The question is not answerable unless Masonry be defined. Some form or organization of builders, according to the oldest Masonic document, the Regius Poem, existed as early as A.D. 926. Freemasonry, as distinguished from any other organization of practical builders, probably began among the Cathedral Builders of the Middle Ages — tenth or eleventh century. The first grand lodge came into existence in 1717. Freemasonry in the United States dates definitely from 1730 and probably earlier.

Who discovered, designed, or invented Masonry?

No one man, any more than any one man discovered designed or invented democracy, or philosophy, or science, or any one government.
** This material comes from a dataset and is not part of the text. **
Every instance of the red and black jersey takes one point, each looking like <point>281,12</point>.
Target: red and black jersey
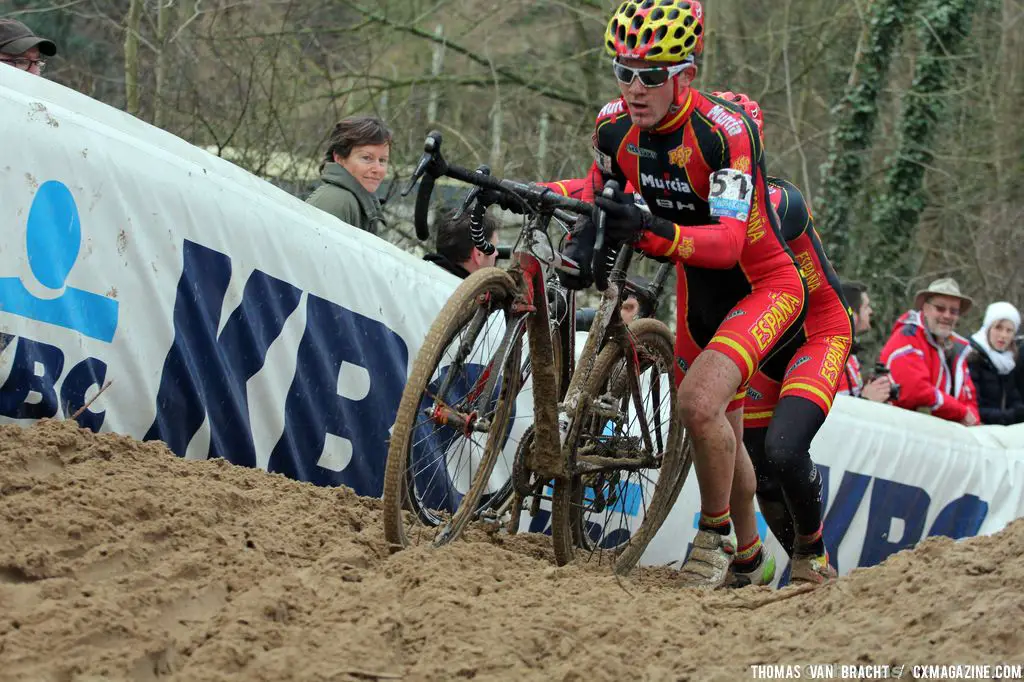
<point>704,170</point>
<point>824,294</point>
Freemasonry is the result of growth. Many Masons had a part in it; it has taken to itself teachings from many religions, philosophies, systems of knowledge, symbols.

The most generally accepted orthodox belief as to those who “began” Freemasonry is that the Craft is a descendant of operative masons. These Operatives inherited from unknown beginnings, of which there may have been several and were probably many, practices and some form of ritual. Speculative Masonry, reaching back through Operative Masonry, touches hands with those who followed unknown religions in which, however, many of the Speculative principles must have been taught by the use of symbols as old as mankind and therefore universal, and not the product of any one people or time.